I'm Rick Jones, bitch
16:04 / 29.02.04
The valley girl speak was one of buffy's worst points, especialy after the humor dried up and it all got really angsty. It's poor dialouge, plain and simple. Hats off to Josh for making Kitty even more of an annoying character!
 
 
Tom Coates
18:58 / 29.02.04
I have to say that the script there looked pretty terrible in that it basically seemed to be dismantling most of the good work that Grant did while leaving blocks of the bad stuff. I mean, the costumed X-men eras really didn't interest me that much - they were pretty good around the Fall of the Mutants / Mutant Massacre stuff but I always thought of the X-men that I grew up with as much more of the real-world - much more weird people than as super-heroes. Their world was much more soap-opera-ish, a universe rather than a battle of the week, and the stuff they had to deal with was much more allegiance-based and aspirational rather than battle-based and combative. The x-men weren't really super-heroes in that sense for years, only really becoming so again when Jim Lee and X-men #1 happened again when they started becoming a kind of proto-Ultimates (before descending into Avenger style tosh).

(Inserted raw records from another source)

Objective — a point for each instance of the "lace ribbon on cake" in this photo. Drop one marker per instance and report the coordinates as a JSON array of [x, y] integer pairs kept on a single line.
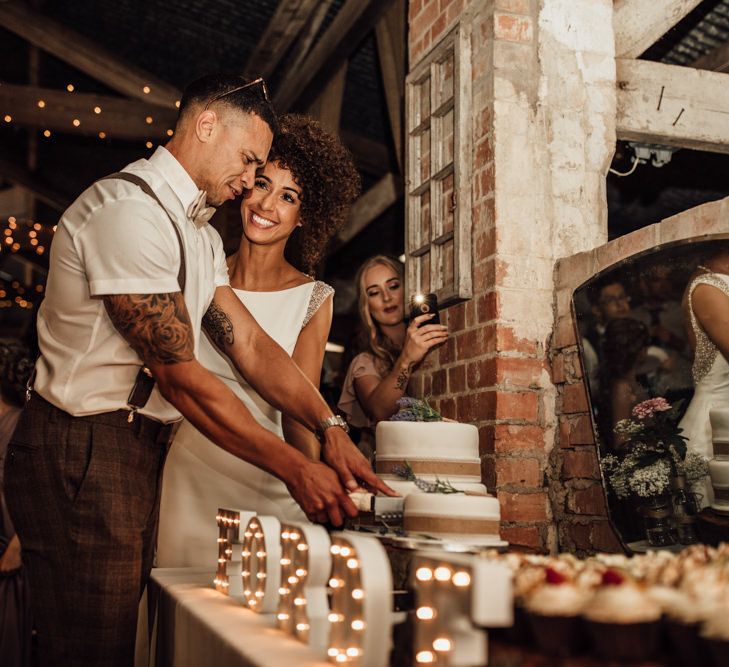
[[318, 295], [706, 351]]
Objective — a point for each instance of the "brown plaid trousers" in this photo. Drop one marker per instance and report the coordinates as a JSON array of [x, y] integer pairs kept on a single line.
[[84, 494]]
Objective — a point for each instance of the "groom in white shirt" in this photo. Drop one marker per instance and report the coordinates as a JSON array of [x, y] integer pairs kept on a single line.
[[134, 271]]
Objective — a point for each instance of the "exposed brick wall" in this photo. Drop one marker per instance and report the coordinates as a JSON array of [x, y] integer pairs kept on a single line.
[[538, 194], [578, 501]]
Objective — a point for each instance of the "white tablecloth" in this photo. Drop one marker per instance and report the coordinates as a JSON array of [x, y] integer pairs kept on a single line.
[[196, 626]]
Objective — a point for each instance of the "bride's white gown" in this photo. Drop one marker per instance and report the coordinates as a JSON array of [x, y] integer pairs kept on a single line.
[[711, 385], [200, 477]]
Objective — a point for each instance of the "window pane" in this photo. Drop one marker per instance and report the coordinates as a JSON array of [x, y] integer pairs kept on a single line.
[[446, 201], [424, 235], [421, 103], [424, 166], [445, 140], [444, 89], [447, 262], [424, 272]]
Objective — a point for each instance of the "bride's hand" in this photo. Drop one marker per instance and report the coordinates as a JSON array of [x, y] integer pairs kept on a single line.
[[340, 453]]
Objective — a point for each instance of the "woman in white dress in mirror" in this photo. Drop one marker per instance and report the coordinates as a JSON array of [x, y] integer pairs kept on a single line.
[[706, 311], [308, 184]]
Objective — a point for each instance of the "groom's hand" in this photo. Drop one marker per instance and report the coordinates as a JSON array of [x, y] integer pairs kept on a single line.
[[340, 453], [317, 489]]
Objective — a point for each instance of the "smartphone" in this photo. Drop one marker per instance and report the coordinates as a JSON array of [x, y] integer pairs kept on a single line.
[[424, 304]]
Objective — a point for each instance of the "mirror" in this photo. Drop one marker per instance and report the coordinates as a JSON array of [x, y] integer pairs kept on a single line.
[[634, 345]]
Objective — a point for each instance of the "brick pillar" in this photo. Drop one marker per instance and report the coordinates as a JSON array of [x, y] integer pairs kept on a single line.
[[543, 136]]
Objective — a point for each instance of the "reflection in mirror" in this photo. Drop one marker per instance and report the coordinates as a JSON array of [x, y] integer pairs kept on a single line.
[[654, 343]]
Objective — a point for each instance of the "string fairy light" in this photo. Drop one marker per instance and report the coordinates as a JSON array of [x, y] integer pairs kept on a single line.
[[456, 598], [361, 615], [303, 608], [261, 546], [230, 537]]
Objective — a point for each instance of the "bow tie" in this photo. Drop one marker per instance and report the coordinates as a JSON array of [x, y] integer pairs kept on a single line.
[[198, 212]]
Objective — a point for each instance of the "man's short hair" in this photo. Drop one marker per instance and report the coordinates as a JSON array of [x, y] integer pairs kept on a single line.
[[594, 290], [249, 100]]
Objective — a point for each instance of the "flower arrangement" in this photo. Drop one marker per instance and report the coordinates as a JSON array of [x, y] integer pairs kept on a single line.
[[439, 486], [655, 452], [415, 410]]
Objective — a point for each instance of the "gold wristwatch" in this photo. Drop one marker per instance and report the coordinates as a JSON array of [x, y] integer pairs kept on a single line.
[[324, 424]]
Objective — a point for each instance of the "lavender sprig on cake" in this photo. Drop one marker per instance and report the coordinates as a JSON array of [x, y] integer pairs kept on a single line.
[[415, 410], [439, 486]]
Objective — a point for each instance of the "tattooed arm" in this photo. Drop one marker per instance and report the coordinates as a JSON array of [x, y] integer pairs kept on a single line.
[[273, 374], [157, 326], [378, 396]]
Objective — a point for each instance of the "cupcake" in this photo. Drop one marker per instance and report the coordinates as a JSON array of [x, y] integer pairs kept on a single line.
[[623, 621], [553, 611], [715, 633]]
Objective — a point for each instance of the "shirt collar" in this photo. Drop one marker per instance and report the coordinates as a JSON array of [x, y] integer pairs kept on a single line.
[[176, 176]]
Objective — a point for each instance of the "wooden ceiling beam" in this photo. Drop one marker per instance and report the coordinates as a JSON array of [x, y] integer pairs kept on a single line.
[[85, 55], [353, 21], [119, 118], [38, 187], [285, 26], [327, 107], [391, 35], [370, 156], [715, 61], [672, 105], [638, 24], [371, 205], [303, 44]]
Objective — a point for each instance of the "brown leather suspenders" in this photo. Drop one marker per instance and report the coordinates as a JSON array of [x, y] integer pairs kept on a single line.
[[144, 382]]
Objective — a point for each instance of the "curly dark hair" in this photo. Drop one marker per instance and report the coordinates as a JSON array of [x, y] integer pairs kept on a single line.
[[624, 340], [324, 170]]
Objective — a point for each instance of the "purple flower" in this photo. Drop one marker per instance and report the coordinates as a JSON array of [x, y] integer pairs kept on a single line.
[[649, 408]]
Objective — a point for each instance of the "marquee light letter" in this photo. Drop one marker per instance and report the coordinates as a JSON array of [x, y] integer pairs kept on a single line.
[[456, 596], [303, 607], [230, 535], [260, 569], [361, 602]]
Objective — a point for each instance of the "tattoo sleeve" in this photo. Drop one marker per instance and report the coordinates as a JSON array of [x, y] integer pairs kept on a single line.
[[218, 326], [401, 381], [157, 326]]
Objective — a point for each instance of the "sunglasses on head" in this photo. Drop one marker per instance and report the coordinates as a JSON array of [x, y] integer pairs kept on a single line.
[[256, 82]]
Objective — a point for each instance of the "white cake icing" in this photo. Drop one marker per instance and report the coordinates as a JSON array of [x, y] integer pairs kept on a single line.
[[456, 517], [719, 418], [446, 450], [719, 473]]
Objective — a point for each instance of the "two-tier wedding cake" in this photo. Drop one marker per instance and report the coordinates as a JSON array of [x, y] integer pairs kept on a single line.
[[445, 452]]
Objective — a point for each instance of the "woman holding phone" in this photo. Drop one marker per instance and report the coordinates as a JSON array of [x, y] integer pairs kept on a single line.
[[379, 376]]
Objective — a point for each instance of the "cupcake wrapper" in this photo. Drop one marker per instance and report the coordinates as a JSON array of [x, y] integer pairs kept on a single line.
[[683, 639], [625, 641], [718, 651], [558, 635]]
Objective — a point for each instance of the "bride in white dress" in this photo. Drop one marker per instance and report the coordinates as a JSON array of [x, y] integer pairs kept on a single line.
[[308, 183], [706, 305]]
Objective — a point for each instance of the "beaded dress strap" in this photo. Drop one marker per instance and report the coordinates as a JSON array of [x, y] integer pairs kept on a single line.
[[706, 351], [318, 295]]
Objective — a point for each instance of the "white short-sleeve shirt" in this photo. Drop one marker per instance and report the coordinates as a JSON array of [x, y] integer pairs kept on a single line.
[[115, 239]]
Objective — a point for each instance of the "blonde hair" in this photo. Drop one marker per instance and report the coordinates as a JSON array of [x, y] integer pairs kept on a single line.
[[379, 345]]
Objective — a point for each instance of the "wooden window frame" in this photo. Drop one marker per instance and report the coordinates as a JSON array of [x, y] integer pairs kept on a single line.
[[458, 43]]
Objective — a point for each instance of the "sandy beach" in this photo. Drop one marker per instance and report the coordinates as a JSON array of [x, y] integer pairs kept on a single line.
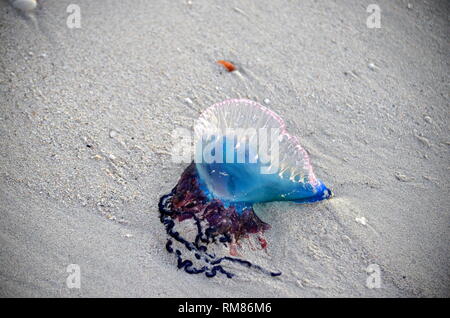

That enormous move that Grant did - not super-heroes, but rescue workers - was a return to the spirit of the beginning of the X-men and recontextualised to make them actually part of a world full of politics and division and confusion in which the institutions and the on-the-ground perception of mutants was as important as who they fought. I don't WANT scott to say that they should look like Super-heroes again. And the black leather thing? Well that's where I think Whedon really demonstrates how he's missed the point. Black leather is sexy and slutty and a bit dodgy. But they didn't WEAR black leather, did they? They wore kevlar and impacted polyester - tough practical real-world materials. So far - I'm very disappointed.
 
 
Mike-O
21:31 / 29.02.04
Well I think the pants and jackets were, at least, leather...
 
 
Just Add Water
10:32 / 01.03.04
Sorry to disappoint, but I'm pretty sure they were made of ink.
 
 
FinderWolf
13:56 / 01.03.04
>> with this i can tell i am being written at and it's annoying.

That's exactly how I felt.

And I don't think it's fair to dismiss reasonable criticisms or different opinions of something by saying "Aw, it's the comics internet, everyone loves to bash stuff." The internet isn't any more or less bashing than the average movie critic, or the average group of friends after they see a movie. The internet only gives more people a chance to voice their opinions, and of course some people will voice them in an obnoxious way.

I second the Buffy/potentially Kitty valley-girl speak. But at least it made sense for Buffy, that's what kind of character she was. Although I do confess I am more interested in spunky young-sounding Kitty than older, more mature ass-kicking Kitty (even though it seems odd to take away a character's maturity and growth over the years for the sake of a style or a preferred incarnation of a character, though this has been done before to great effect, sometimes).

Whatever the case may be, these pages made me wince a little, but of course I'm going to get the series. It would have to suck pretty hard for me to drop it after I give the first few issues a try.